Mar 10, 2025 11:51:00

AMD releases proprietary visual language model 'Instella-VL-1B,' trained on AMD GPUs to achieve competitive performance

Semiconductor giant AMD has announced its first visual language model (

VLM ) , Instella-VL-1B . Instella-VL-1B is part of the Instella family of language models announced by AMD in March 2025, and is a VLM trained on AMD Instinct MI300X , AMD's GPU for generative AI.

Instella-VL-1B: First AMD Vision Language Model — ROCm Blogs
https://rocm.blogs.amd.com/artificial-intelligence/Instella-BL-1B-VLM/README.html

Instella-VL-1B is a multi-modal model with 1.5 billion parameters that combines a vision encoder with 300 million parameters and a language model with 1.2 billion parameters.

To build Instella-VL-1B, AMD combined datasets such as LLaVA , Cambrian , and Pixmo , and created new data mixtures in both the pre-training and SFT (supervised fine-tuning) stages. Specifically, they enhanced the model's document understanding capabilities by employing richer document-related datasets such as M-Paper , DocStruct4M , and DocDownstream .

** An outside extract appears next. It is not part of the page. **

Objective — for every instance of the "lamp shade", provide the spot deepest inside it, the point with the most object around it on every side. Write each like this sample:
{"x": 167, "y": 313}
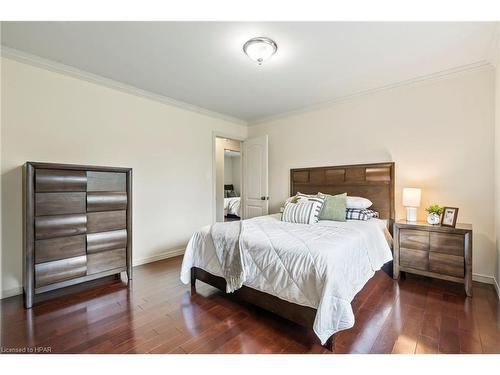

With the new pre-training dataset (7M examples) and SFT dataset (6M examples), Instella-VL-1B significantly outperforms similarly sized open source models (such as LLaVa-OneVision and MiniCPM-V2 ) on both general visual language tasks and OCR -related benchmarks. It also outperforms the open weight model InternVL2-1B on general benchmarks and achieves comparable performance on OCR-related benchmarks.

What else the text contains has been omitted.